Regia di David M. Rosenthal vedi scheda film
John Moon si alza quando è ancora notte fonda e si prepara ad affrontare il bosco, è un cacciatore e poco importa se la sua è caccia di frodo, John è cresciuto tra le montagne e si sente uno spirito libero, vorrebbe ricomprare la fattoria confiscata ai suoi genitori per viverci coltivando la terra e allevando bestiame, peccato che sua moglie non sia d'accordo e se ne sia andata portandosi via il piccolo figlio.
Il destino beffardo di Sam sembra già scritto ma una mattina mentre insegue un cervo uccide accidentalmente una ragazza, una bella ragazza che viveva come una barbona ma che conservava dentro una cassetta un bel mucchio di soldi, sembra un segno del destino e al destino non si sputa in faccia.
John occulta il corpo della ragazza e si prende la cassetta con i dollari, sarà l’inizio di un serrato confronto con personaggi bizzarri e pericolosi, la vita non fa regali e tutto ha un prezzo, sopratutto una cassetta piena di soldi.
Presentato prima al Festival di Berlino e poi al Tribeca Film Festival A single shot è un thriller intimista dai ritmi decisamente lenti, il regista David Rosenthal prende il soggetto dal romanzo omonimo di Matthew F. Jones (che ne scrive l’adattamento) e ci tira fuori un film dove l’azione più che mostrata viene suggerita e dove la tensione sta tutta nello sguardo da perdente di John Moore/Sam Rockwell.
Come capita a volte nelle opere adattate da romanzi il problema principale è quello di “asciugare” il materiale cartaceo in un girato che non superi le due ore, la cosa non è mai facile e spesso film potenzialmente validi si perdono per strada.
Cosa che succede in parte anche all’opera di Rosenthal, che dopo averci conquistato con una prima parte assai interessante si sfilaccia tra la moltitudine di temi affrontati cercando approfondimenti spesso superflui se non decisamente dannosi.
La dimensione thriller era più che sufficiente a tenere in piedi il film, il senso di colpa di Sam per l’uccisione della ragazza e il suo bisogno di riconquistare la famiglia bastavano e avanzavano per portare avanti la trama in modo lineare e fluido.

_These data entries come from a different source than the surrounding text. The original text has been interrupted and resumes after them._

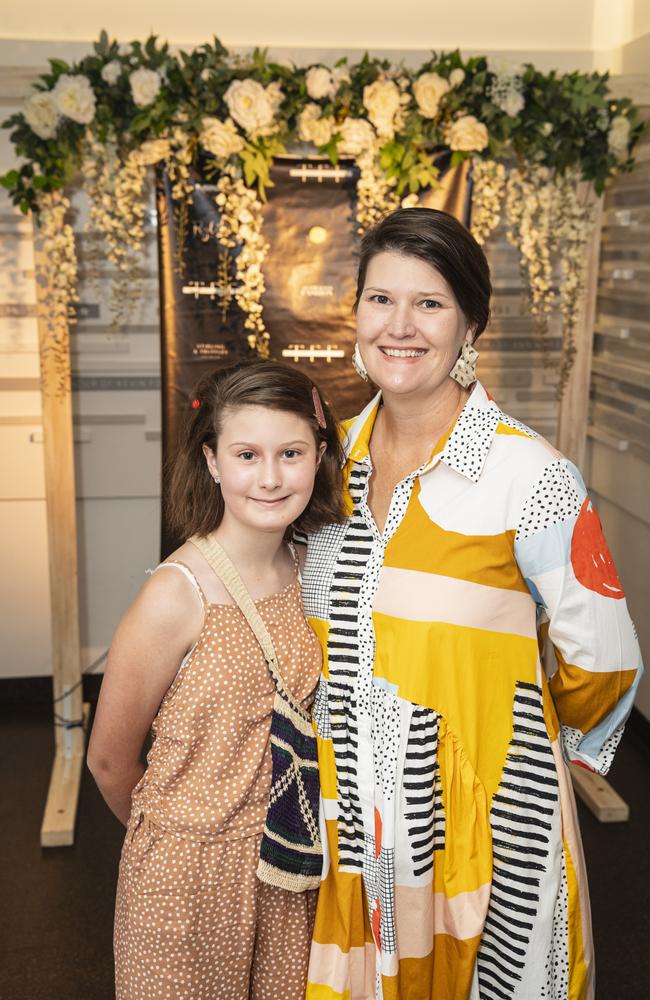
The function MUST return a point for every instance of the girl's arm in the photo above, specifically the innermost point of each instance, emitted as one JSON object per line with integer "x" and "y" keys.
{"x": 153, "y": 637}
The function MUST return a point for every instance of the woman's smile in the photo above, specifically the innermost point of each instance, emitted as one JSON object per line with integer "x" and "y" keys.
{"x": 403, "y": 353}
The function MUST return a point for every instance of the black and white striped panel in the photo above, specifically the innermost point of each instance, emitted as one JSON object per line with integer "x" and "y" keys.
{"x": 521, "y": 819}
{"x": 343, "y": 669}
{"x": 317, "y": 574}
{"x": 424, "y": 811}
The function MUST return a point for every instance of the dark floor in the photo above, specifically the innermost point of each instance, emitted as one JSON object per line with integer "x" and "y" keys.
{"x": 56, "y": 904}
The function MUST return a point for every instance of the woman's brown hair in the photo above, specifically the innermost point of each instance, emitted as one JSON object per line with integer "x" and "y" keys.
{"x": 441, "y": 241}
{"x": 194, "y": 502}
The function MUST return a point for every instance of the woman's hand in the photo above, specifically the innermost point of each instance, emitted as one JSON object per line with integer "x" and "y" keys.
{"x": 147, "y": 650}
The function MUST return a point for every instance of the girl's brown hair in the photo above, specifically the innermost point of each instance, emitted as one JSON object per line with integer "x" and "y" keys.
{"x": 194, "y": 502}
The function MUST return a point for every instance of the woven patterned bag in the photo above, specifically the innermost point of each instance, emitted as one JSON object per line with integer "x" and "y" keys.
{"x": 291, "y": 851}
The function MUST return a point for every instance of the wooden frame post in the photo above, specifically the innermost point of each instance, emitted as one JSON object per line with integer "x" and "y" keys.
{"x": 69, "y": 738}
{"x": 573, "y": 412}
{"x": 573, "y": 416}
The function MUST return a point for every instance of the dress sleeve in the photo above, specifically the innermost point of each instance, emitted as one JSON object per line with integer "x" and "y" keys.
{"x": 567, "y": 565}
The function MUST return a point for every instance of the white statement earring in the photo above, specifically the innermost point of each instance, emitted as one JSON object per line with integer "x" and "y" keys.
{"x": 358, "y": 365}
{"x": 464, "y": 371}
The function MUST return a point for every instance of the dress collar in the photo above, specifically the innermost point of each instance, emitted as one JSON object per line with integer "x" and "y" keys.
{"x": 466, "y": 447}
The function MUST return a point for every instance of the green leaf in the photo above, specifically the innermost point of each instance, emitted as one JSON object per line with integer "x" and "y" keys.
{"x": 10, "y": 179}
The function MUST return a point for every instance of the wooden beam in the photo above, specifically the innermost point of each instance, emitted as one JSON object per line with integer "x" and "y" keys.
{"x": 58, "y": 449}
{"x": 573, "y": 411}
{"x": 599, "y": 796}
{"x": 57, "y": 828}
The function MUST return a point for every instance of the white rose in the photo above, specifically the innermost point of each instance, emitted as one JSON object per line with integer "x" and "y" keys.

Invece si cerca un ritratto psicologico e sociale di un’intera comunità, si insiste nel mostrare lo squallido degrado di una cittadina cupa e opprimente, si lavora troppo su personaggi inutili come la figlia del fattore, protagonista non richiesta nel prefinale.
Sono convinto che tutti questi elementi nel romanzo avevano uno sviluppo più cadenzato e riuscito, la stessa cosa però non avviene nel film e la seconda parte ne risente parecchio, questo non basta ad affossare la pellicola ma di certo la limita parecchio impedendogli di andare oltre una piena sufficienza.
Del resto la tensione è ben gestita, il cast è di tutto rispetto e oltre al già citato Rockwell (una garanzia) va almeno menzionato Jeffrey Wright nel ruolo dell’amico ubriacone Simon e soprattutto W. H. Macy che interpreta un avvocato schizzato con super parrucchino.
Da non amante della caccia ho trovato il finale splendido, quel cervo che fa capolino sulla buca è stato un tocco di classe, mezzo voto in più solo per questo.